Antara/Syifa Yulinnas
Prancis mengunjungi Mesir menyikapi protes dunia Islam .Massa berunjuk rasa di Meulaboh, Aceh Barat, Aceh, Jumat (6/11/2020).
Rep: Meiliza Laveda Red: Nashih Nashrullah

REPUBLIKA.CO.ID, JAKARTA – Presiden Prancis Emmanuel Macron bertemu perwakilan Dewan Agama Muslim Prancis (CFCM) dan mendesak mereka mengadopsi piagam nilai-nilai Republik dalam waktu 15 hari pada (18/11) lalu. CFCM setuju membentuk dewan imam nasional agar mengawasi akreditasi resmi para penceramah Islam.

Baca Juga

Pada Oktober, Prancis dihebohkan pemenggalan kepala guru bahasa Prancis Samuel Paty dan serangan penikaman brutal terhadap umat paroki di Basilika Notre-Dame di Nice. Menurut pihak berwenang negara, keduanya dilakukan  simpatisan radikal.

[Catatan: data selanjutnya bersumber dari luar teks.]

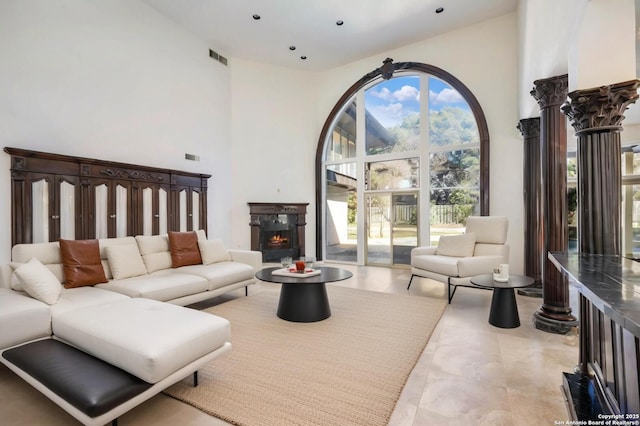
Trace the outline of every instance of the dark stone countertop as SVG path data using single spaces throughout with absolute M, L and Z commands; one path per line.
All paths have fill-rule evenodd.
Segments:
M 623 256 L 549 253 L 589 301 L 606 316 L 640 337 L 640 262 Z

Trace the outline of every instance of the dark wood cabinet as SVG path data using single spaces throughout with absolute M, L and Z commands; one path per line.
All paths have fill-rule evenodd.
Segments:
M 5 147 L 12 245 L 207 229 L 208 174 Z

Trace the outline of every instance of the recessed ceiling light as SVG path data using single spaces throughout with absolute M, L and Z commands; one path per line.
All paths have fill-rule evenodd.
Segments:
M 341 26 L 342 24 L 344 24 L 344 21 L 343 21 L 342 19 L 338 19 L 338 20 L 336 21 L 336 25 L 337 25 L 337 26 Z
M 253 19 L 255 19 L 257 21 L 258 19 L 260 19 L 260 15 L 258 15 L 257 13 L 254 13 L 253 14 Z
M 296 50 L 295 46 L 289 46 L 289 50 Z
M 307 57 L 302 55 L 302 56 L 300 56 L 300 59 L 302 59 L 304 61 L 305 59 L 307 59 Z
M 436 13 L 442 13 L 444 12 L 444 7 L 439 7 L 436 9 Z

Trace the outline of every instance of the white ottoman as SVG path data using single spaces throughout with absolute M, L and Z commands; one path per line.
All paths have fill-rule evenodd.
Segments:
M 231 340 L 224 318 L 141 298 L 54 314 L 52 327 L 56 338 L 148 383 Z

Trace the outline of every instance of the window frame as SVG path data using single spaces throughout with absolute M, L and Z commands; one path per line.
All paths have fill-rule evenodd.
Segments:
M 358 91 L 368 85 L 371 85 L 375 81 L 383 78 L 384 69 L 388 65 L 385 61 L 384 66 L 377 68 L 367 74 L 365 74 L 360 80 L 356 81 L 351 87 L 349 87 L 344 94 L 338 99 L 334 107 L 329 112 L 327 119 L 320 132 L 318 144 L 316 147 L 316 164 L 315 164 L 315 176 L 316 176 L 316 257 L 318 259 L 323 258 L 324 247 L 324 230 L 322 221 L 322 206 L 323 206 L 323 162 L 325 156 L 325 149 L 327 144 L 327 137 L 329 132 L 333 131 L 335 121 L 338 119 L 344 108 L 346 108 L 355 99 Z M 459 79 L 450 74 L 449 72 L 438 68 L 433 65 L 424 64 L 420 62 L 398 62 L 393 64 L 395 70 L 401 70 L 417 74 L 428 74 L 441 79 L 449 84 L 465 99 L 471 108 L 471 112 L 476 120 L 478 126 L 478 134 L 480 138 L 480 214 L 485 216 L 489 214 L 489 164 L 490 164 L 490 138 L 489 128 L 487 126 L 487 120 L 484 112 L 480 107 L 475 95 L 465 86 Z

Presiden Prancis mengumumkan tindakan keras terhadap radikal dalam pidatonya di Les Mureaux pada 2 Oktober. "Yang harus kita tangani adalah separatisme Islam,” kata Macron. Pidato itu disampaikan di tengah persidangan penyerang Charlie Hebdo dan mengikuti publikasi ulang kartun Nabi Muhammad.

Retorika Macron yang keras dan dukungannya terhadap kartun-kartun tersebut dianggap menghujat dalam Islam. Ini disambut dengan kebencian oleh umat Islam, baik di dalam maupun luar negeri. Ketegangan meluas ke negara-negara mayoritas Muslim lainnya dengan beberapa dari mereka menyerukan pemboikotan barang-barang Prancis.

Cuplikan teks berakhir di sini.